Too many times, systematic conclusions are included in covenant theologies without an actual necessity in the conclusion. For example, circumcision was given to Abraham as a seal (Romans 4:11). Putting aside for now the full meaning of this text in its context, some conclude that therefore all covenants have seals and apply the term to baptism, not as an illustration to explain baptism, but as a part of their theological system to be received and believed. Some have noted that blood is spilled in connection with a covenant and conclude therefore that apart from a blood-ritual there is no covenant. Some have noted that families are included in covenants and have concluded therefore that families are a necessary feature of all covenants.
Each of these conclusions may be true. The point is simply that they are not necessarily true because the features of one covenant cannot be used to determine the features of another covenant. There is no natural necessity, inference, or proportion between things instituted, things positive, things supernatural, things covenantal. And systems built on inferences derived from covenants, which are neither natural nor necessary, will therefore contain unnecessary, and likely illegitimate, consequences. As Nehemiah Coxe said, because covenants are instituted by God and do not arise from any natural state,
“… our Knowledge and Understanding of them, must wholly depend upon Divine Revelation…seeing the nature of them is such as transcends common Principles of Reason or natural Light.”
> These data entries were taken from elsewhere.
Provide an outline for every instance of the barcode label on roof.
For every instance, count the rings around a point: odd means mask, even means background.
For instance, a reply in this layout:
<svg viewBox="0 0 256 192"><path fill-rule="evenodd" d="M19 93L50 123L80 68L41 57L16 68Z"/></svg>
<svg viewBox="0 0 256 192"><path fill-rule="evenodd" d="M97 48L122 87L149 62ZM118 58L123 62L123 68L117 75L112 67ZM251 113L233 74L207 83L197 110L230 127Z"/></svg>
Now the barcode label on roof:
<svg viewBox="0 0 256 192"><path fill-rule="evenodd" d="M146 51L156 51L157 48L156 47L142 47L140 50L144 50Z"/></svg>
This distinction between creation and covenant, with its methodological implications for consequences, does not deny the analogy of faith. The limitation of the details of one covenant to the institution of the covenant is not the same as the limitation of the details of one covenant to one passage of Scripture. The Word of God may speak of one covenant in many places, and they are all to be consulted and considered as constituting the final word on the matter.